In this article, we'll see how to prevent some documents from being parsed by Parseur. We'll learn how to create document filtering that allows you to only parse the documents you want without getting "New Template Needed" notifications from the others.
There are several options to prevent documents from being parsed.
Solution 1: Prevent documents from being forwarded to Parseur
This is often the best solution. The idea here is to restrict document forwarding to only those from whom we want to extract data.
Most email providers, such as Gmail, Microsoft Exchange, and Outlook, allow setting custom filters when creating auto-forwarding rules. Using those filters, you can restrict emails to be forwarded by sender email, by subject, by content, or a mix of all of these. Refer to this page to learn more about creating filters depending on your email provider.

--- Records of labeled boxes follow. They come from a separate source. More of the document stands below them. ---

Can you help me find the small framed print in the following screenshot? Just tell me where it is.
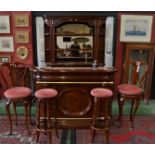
[14,14,30,27]
[0,55,11,63]
[120,15,153,42]
[0,37,14,52]
[0,15,10,33]
[16,46,29,60]
[15,31,29,43]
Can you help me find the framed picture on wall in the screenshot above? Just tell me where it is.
[14,14,30,27]
[15,31,29,43]
[120,15,153,42]
[0,36,14,52]
[0,15,10,33]
[16,46,29,60]
[0,55,11,63]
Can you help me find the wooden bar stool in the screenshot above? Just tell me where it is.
[0,63,32,135]
[35,88,58,143]
[117,60,148,128]
[90,88,113,143]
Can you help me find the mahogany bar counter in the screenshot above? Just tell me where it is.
[31,67,116,129]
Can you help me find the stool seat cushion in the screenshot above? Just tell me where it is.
[90,88,113,97]
[4,87,31,99]
[35,88,58,99]
[117,84,143,96]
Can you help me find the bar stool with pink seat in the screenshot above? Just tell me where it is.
[35,88,58,143]
[90,88,113,143]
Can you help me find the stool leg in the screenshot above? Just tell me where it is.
[24,102,29,132]
[117,95,124,127]
[105,129,109,144]
[13,102,18,125]
[130,99,135,121]
[47,103,52,144]
[6,101,12,135]
[131,98,140,128]
[36,100,41,143]
[104,120,109,144]
[28,96,33,125]
[90,129,95,144]
[43,101,48,135]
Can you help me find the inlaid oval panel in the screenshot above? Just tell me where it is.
[57,89,92,116]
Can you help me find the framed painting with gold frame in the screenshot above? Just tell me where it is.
[14,14,30,27]
[0,15,10,33]
[16,46,29,60]
[15,31,29,43]
[0,55,11,63]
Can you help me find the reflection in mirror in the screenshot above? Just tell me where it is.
[56,36,93,61]
[56,23,93,34]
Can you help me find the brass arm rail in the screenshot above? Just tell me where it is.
[37,81,114,85]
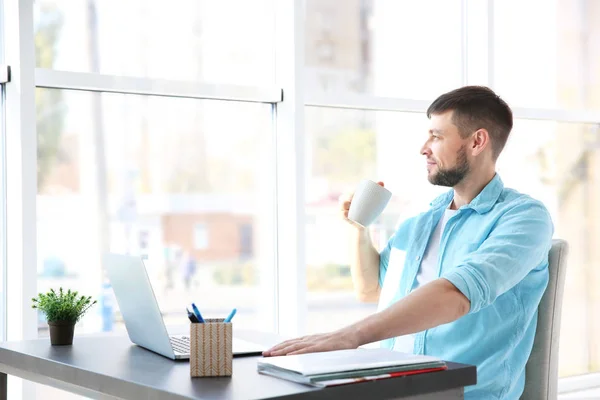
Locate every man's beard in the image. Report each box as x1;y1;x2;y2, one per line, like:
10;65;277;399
427;146;471;187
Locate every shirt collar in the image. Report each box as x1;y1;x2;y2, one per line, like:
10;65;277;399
430;174;504;214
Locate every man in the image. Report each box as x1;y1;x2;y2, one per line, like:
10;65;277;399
264;86;553;399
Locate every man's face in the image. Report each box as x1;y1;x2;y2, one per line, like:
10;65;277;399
421;111;471;187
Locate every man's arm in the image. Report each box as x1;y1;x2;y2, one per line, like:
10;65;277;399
263;279;469;357
350;228;381;302
344;278;470;347
265;202;553;356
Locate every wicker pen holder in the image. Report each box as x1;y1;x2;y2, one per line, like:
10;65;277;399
190;318;233;377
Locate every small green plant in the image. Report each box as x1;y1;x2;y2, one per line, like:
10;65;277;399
31;287;96;323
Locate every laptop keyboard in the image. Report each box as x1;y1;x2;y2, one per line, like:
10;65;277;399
169;336;190;354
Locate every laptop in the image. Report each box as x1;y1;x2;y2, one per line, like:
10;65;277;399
102;253;266;360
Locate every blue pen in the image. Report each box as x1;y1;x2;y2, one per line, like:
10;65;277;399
223;308;237;322
192;303;204;323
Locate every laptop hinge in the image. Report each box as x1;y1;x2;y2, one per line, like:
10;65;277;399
0;64;10;83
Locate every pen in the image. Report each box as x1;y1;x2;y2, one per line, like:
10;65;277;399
185;307;200;323
223;308;237;322
192;303;204;323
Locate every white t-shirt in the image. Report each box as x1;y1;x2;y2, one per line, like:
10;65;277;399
394;209;458;354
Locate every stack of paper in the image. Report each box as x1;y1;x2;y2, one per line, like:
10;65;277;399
258;349;447;387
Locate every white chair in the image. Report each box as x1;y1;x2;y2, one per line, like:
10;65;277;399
521;239;568;400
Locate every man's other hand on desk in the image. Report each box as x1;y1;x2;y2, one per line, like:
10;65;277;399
263;331;359;357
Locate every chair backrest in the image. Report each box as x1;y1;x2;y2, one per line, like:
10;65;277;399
521;239;568;400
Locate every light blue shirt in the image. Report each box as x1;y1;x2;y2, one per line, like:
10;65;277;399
379;174;554;400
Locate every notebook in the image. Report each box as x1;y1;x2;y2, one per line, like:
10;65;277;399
257;349;446;386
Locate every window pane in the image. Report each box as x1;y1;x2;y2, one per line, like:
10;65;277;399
494;0;600;109
305;0;461;99
306;107;444;332
36;89;274;335
498;120;600;376
34;0;274;86
0;83;6;341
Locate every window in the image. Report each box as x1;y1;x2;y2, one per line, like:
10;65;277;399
36;89;274;335
0;81;6;341
306;107;444;332
498;120;600;376
304;0;461;99
194;224;208;250
494;0;600;109
34;0;274;86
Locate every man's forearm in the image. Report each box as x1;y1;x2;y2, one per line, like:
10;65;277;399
350;228;380;302
344;279;470;346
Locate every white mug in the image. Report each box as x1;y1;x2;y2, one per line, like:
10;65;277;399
348;179;392;227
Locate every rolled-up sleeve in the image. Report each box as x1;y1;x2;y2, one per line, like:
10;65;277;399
442;201;553;313
379;234;396;287
379;216;418;287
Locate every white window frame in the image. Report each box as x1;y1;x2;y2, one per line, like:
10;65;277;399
0;0;600;393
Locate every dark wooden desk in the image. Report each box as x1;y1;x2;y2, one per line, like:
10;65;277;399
0;332;476;400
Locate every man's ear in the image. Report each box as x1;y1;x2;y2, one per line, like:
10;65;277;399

Unfortunately, not all email providers allow creating custom forward filters (Yahoo doesn't, for instance). And when they do, sometimes forward rules are just too complex to manage with your email provider.

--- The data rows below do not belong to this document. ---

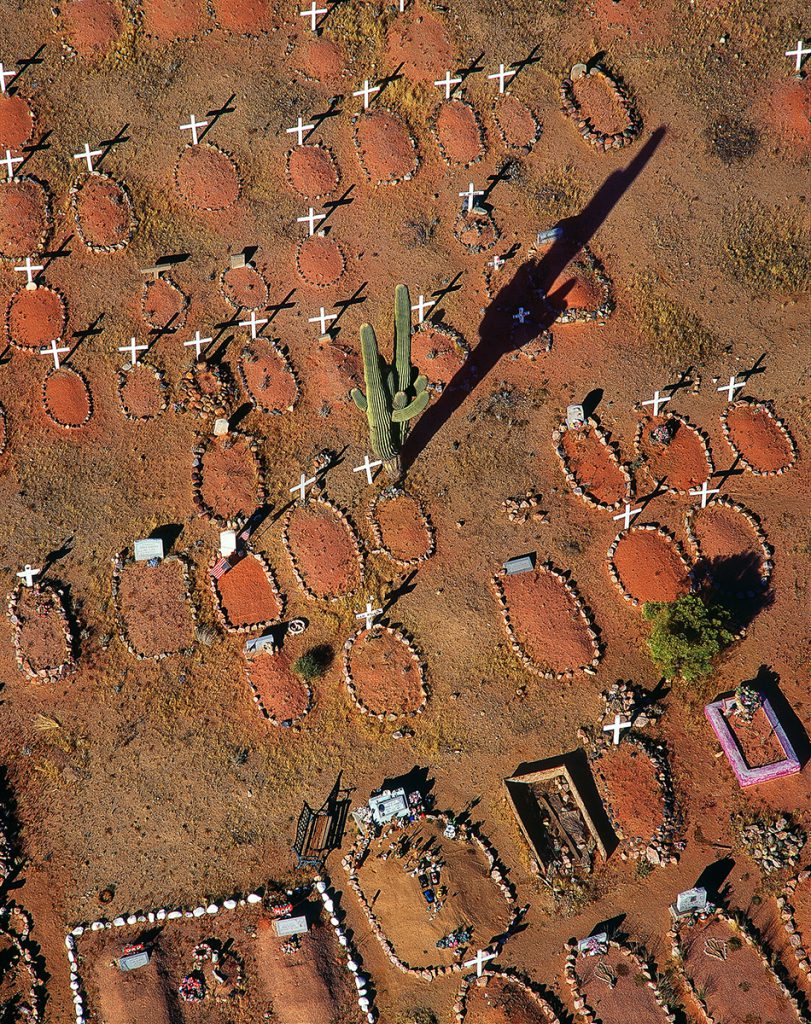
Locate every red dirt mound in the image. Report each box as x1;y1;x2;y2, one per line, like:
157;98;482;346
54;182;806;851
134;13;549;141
73;174;132;248
175;142;240;212
0;92;34;150
60;0;124;57
43;367;92;427
296;234;346;288
349;628;423;715
0;178;49;259
501;569;594;672
436;99;484;166
727;402;792;473
7;286;68;351
222;266;269;309
214;555;284;629
286;502;361;598
355;110;418;183
613;527;690;601
288;145;341;199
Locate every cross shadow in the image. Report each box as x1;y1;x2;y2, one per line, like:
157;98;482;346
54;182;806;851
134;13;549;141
402;127;665;468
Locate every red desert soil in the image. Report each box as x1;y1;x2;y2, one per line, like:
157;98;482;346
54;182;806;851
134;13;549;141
215;555;282;628
727;402;792;472
288;145;341;199
0;92;34;150
355;110;417;182
240;338;297;413
561;427;628;505
575;947;667;1024
222;266;269;309
640;416;710;490
119;559;195;657
44;367;92;427
288;502;361;598
501;569;594;672
247;650;310;722
8;286;68;350
349;628;423;715
613;527;689;601
175;142;240;211
0;178;48;259
375;495;431;562
436;99;484;164
201;437;262;519
682;920;799;1024
60;0;124;57
296;234;346;288
74;174;132;247
121;362;165;420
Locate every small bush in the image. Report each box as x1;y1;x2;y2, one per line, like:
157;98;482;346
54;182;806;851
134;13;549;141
642;594;734;683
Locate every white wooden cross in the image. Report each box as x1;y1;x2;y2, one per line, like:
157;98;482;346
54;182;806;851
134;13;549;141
786;39;811;71
180;114;208;145
240;309;267;340
307;306;338;334
459;181;484;213
434;71;462;99
487;65;517;94
183;331;212;359
355;601;383;630
690;480;719;509
16;565;42;587
119;338;150;367
613;505;642;529
290;473;315;502
642;391;673;416
464;949;496;978
296;207;327;234
287;118;315;145
299;0;328;32
40;338;71;370
352;78;380;111
74;139;102;172
716;377;746;401
352;456;383;483
603;715;633;746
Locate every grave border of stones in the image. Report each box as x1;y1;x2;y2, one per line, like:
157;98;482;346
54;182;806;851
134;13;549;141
0;174;53;260
116;359;169;423
69;170;138;254
668;903;806;1024
684;495;774;598
490;561;603;682
282;493;366;603
367;483;436;569
206;544;287;634
237;336;301;416
350;106;423;188
559;62;642;153
7;582;77;683
453;968;561;1024
191;429;267;529
111;546;199;662
552;416;635;512
341;811;520;981
634;411;715;497
605;522;693;608
428;96;487;170
563;939;678;1024
343;622;431;722
41;366;95;430
721;397;800;476
172;139;245;213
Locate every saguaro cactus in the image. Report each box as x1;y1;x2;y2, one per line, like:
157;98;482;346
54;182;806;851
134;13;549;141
350;285;430;479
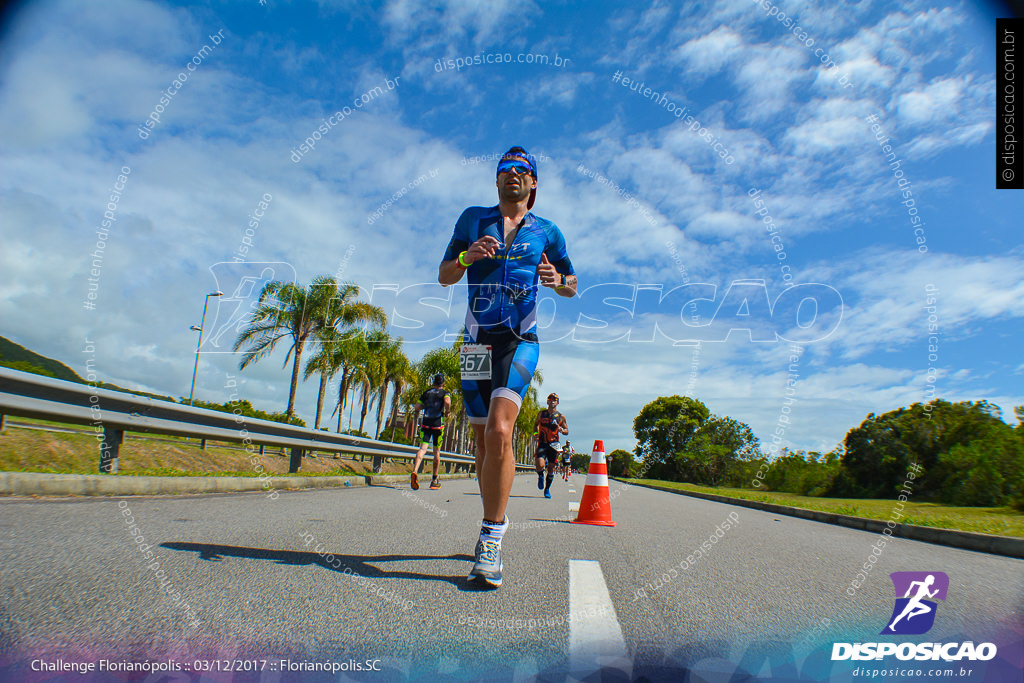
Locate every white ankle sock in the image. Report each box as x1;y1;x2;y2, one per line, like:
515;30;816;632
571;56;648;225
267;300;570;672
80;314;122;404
480;516;509;543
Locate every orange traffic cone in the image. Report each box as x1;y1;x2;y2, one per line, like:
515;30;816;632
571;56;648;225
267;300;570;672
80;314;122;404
572;439;615;526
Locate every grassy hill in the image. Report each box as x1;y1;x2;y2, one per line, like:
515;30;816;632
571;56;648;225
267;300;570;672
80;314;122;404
0;337;85;384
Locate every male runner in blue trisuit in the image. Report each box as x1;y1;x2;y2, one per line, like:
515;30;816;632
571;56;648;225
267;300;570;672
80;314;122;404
437;147;577;587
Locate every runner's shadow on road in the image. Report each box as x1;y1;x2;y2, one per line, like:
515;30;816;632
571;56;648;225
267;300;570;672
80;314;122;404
463;493;544;498
160;543;473;590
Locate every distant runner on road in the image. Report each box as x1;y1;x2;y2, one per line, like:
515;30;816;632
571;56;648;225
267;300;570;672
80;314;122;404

For those cases, you can prevent some documents from being parsed directly in Parseur, either manually or automatically.
Solution 2: Prevent some documents from being parsed in Parseur
Manually skip documents
If you only have a few documents that have slipped through the cracks, you can filter them out of the processing queue with a single click.
To manually prevent documents from being parsed in Parseur:
Open your Parseur mailbox and go do your Document queue
Locate the document(s) you want to filter out and then either:
Click the Eject icon to skip a document but keep it in the queue for auditing purposes. The document will get the Skipped (manual) status.
Click on the Trash icon to permanently delete the document from the queue. Clicking on the icon with open a confirmation window.
Automatically skip documents
If you keep getting documents in the queue that you need to filter out, you don't have to keep managing them manually.
Parseur allows you to create specific templates that will automatically skip or delete documents.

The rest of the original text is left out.